This year’s food price spike is a result of bad weather causing a dent in supply. Another recent factor in reduced supply is the use of soybean oil and corn oil for fuel. This made stockpiles low so that the effect of bad weather was magnified. In addition there is hoarding by speculators.
It is wrong to blame the use of corn based ethanol on environmentalists. Most environmentalists agree that it is counter productive as an environmental measure, does nothing to help carbon emissions, and consumes more land for corn production that is destructive the environment. Everyone hates ethanol except the corn farmers and the distillers such as ADM, but they have won an extension of the tax credit for one year.
The current levels, set to expire December 31 of this year, include a 45-cents per gallon subsidy on ethanol production. For the taxpayer, that totals about $7 billion a year. On November 29, a mixed group of organizations sent a letter to congressional leadership, officially making their case against any extension.
The list included industry, environmental, and political groups like the American Meat Institute, the Oregon Dairy Farmers Association, the National Meat Association, Friends of the Earth, the World Wildlife Fund, the Sierra Club, FreedomWorks, the National Taxpayers Union, the Heartland Institute, and the Competitive Enterprise Institute. Even former Vice President Al Gore recently admitted his original support for the subsidies was a mistake.

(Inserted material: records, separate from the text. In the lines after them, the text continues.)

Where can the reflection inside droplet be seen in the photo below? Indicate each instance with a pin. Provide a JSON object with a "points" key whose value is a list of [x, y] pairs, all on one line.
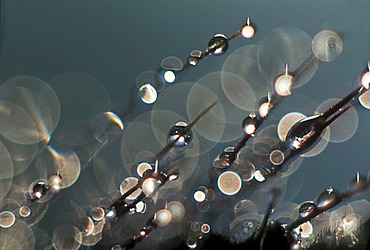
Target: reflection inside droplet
{"points": [[163, 217], [7, 219], [229, 183], [327, 45], [24, 211], [169, 76], [148, 94], [97, 213], [277, 157], [127, 184]]}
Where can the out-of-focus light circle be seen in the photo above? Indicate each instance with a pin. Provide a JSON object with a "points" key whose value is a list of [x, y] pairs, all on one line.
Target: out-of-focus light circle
{"points": [[199, 196], [192, 243], [305, 229], [169, 76], [177, 210], [277, 157], [55, 183], [364, 100], [284, 84], [127, 184], [327, 45], [218, 45], [259, 176], [85, 225], [7, 219], [247, 31], [205, 228], [264, 109], [148, 94], [24, 211], [140, 207], [365, 80], [149, 185], [97, 213], [229, 183], [142, 167], [286, 122], [163, 217]]}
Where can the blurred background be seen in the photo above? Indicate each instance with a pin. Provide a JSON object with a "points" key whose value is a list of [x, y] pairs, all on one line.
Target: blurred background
{"points": [[65, 64]]}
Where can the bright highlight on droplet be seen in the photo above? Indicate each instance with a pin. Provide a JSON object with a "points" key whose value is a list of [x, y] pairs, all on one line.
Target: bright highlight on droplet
{"points": [[229, 183], [163, 217], [205, 228], [149, 185], [140, 207], [305, 229], [277, 157], [142, 167], [327, 45], [148, 94], [258, 175], [177, 210], [169, 76], [286, 122], [247, 31], [7, 219], [264, 109], [24, 211], [199, 196], [283, 85], [127, 184], [97, 213], [365, 80]]}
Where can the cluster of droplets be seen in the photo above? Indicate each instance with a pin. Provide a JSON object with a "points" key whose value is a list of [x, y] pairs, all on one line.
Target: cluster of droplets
{"points": [[327, 200], [171, 66]]}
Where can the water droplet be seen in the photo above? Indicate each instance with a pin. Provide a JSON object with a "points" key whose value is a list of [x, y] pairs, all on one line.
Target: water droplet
{"points": [[169, 76], [38, 189], [250, 124], [205, 228], [305, 230], [111, 214], [163, 217], [229, 183], [260, 175], [177, 210], [307, 210], [365, 80], [194, 57], [127, 184], [327, 45], [149, 185], [305, 133], [142, 167], [283, 84], [24, 211], [148, 94], [225, 158], [199, 196], [327, 199], [247, 31], [97, 213], [277, 157], [179, 135], [7, 219], [218, 45], [55, 182]]}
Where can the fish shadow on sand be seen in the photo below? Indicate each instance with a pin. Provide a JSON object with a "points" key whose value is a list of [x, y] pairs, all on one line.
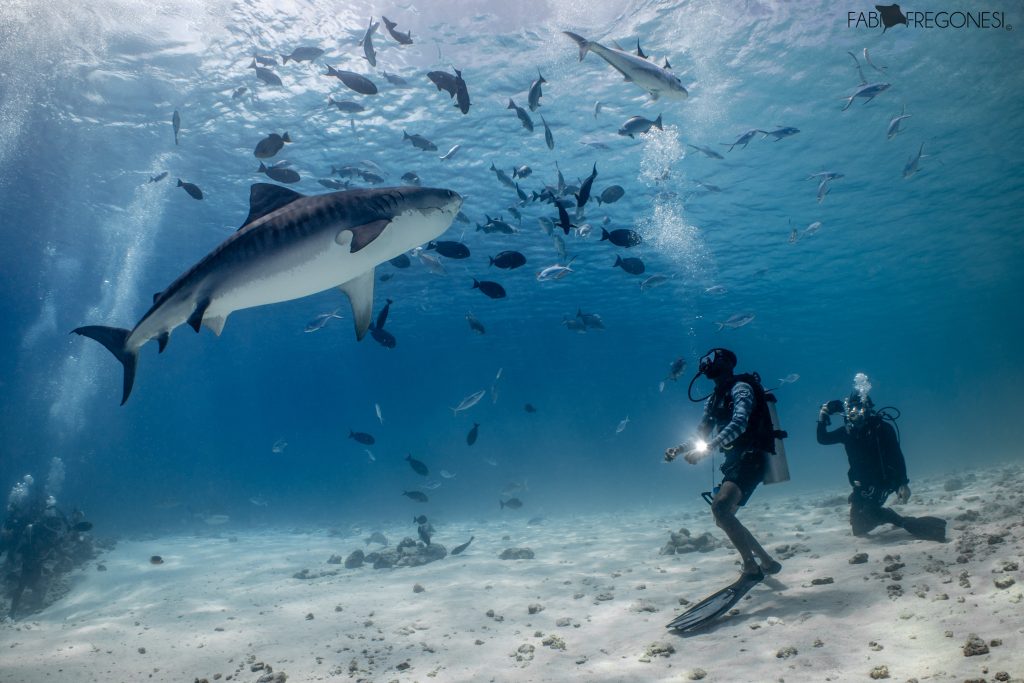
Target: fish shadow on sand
{"points": [[833, 600]]}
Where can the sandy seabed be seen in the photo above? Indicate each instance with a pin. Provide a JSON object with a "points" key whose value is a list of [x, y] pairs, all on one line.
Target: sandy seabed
{"points": [[591, 605]]}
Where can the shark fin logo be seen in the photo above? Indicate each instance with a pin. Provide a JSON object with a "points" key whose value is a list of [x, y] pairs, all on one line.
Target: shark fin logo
{"points": [[891, 15]]}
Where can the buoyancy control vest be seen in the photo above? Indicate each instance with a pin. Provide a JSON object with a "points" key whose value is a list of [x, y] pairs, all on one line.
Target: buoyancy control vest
{"points": [[761, 432]]}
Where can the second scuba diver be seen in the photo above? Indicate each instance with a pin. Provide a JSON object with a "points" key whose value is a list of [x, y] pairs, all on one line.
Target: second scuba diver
{"points": [[877, 465], [738, 411]]}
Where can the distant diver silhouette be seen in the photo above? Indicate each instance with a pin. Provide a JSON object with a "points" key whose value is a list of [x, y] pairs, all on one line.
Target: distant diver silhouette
{"points": [[891, 15]]}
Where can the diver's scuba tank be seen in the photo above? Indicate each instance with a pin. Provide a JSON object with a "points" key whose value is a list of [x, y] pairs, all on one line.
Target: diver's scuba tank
{"points": [[776, 466]]}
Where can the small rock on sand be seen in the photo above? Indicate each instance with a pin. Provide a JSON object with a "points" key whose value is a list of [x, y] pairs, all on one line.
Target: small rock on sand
{"points": [[975, 645]]}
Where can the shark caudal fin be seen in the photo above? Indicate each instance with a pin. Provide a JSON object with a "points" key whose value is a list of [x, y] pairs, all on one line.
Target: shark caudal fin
{"points": [[114, 339], [581, 41]]}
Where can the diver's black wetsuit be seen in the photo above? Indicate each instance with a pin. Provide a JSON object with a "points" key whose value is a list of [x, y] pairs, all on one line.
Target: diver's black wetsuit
{"points": [[877, 469]]}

Read more: http://dailycaller.com/2010/12/09/despite-strong-opposition-ethanol-subsidies-set-to-be-renewed-in-tax-deal/#ixzz1E4ydOOg5

February 15, 2011 11:37 pm

Tim Clark says:
February 14, 2011 at 9:24 am
Ulric Lyons says:
February 14, 2011 at 8:49 am
“the price of oil drives the movement of the index funds and pushes up the prices of agricultural commodities, no matter what is happening to the fundamentals of supply and demand for soybeans or corn.”
Couldn’t agree more, Ulric. …..
It’s called inflation. Get familiar with the concept because you’re about to see the hyper, supersized version.
Two things – Huge US International debt and 42 million people getting food stamps and growing every day. When do they and the millions of unemployed decide to march on Washington?
When 15 to 20% of the US population is having trouble putting food on their plates, I think there may be a problem.

Brian H
February 16, 2011 9:24 am

HK;
Yuck. That promo for Friedman’s “Hot, Flat, and Crowded 2.0” gives his new inspirational neologism: “Geo-Greenism”. Which he sez is the mandatory solution for all, starting with the US, of course.
When I think of Friedman, “Soylent-Greenism” is what comes to mind.

Beige Luciano-Adams
February 26, 2011 6:53 pm

Wait! hold the presses! you mean… the world is not flat?! Egyptian bread is subsidized!? U.S. presidents have supported Mubarak all this time!?
Just a heads up for people who may not know this — but we journalists do not always choose our own headlines. Mine was scrapped in editing for the one you read, which probably grabbed more readers but happens to undo the entire point – in part to question a current tendency to blame food shortages for political instability while perhaps ignoring the political economy of how food is produced, distributed and consumed. (or not). I wanted to take a deeper look at a twisted bundle of issues here and let experts have their say. I find that the emerging discourse about global warming + rising food prices + overpopulation that’s so popular right now often ignores why people are actually hungry – but not everyone agrees with that assessment – so the purpose of the article was to create a forum for these disparate strings and spark new dialogue. Hence, the offbeat critic of Malthusian logic facing off with Patzert’s politically tinged opining about weather and crowded Earth. By the way, I have lived and worked in Egypt (I’m well aware that their eish baladi is subsidized; it’s pretty good, too), and I know that Russian crop failures, with or without global warming, cannot explain away the more difficult reasons for such devastating poverty. That stuff rarely makes it to the news cycle. Instead, people are content to snack on superficial provocations about global warming and food shortages and attack each other.
This one made me laugh… For the guy who accused me of swallowing authoritarian tosh: you might consider that the issue is really not about the west subsidizing bread (via aid, as you say) so much as the neoliberal economic development policies that have made Egypt dependent on imported food.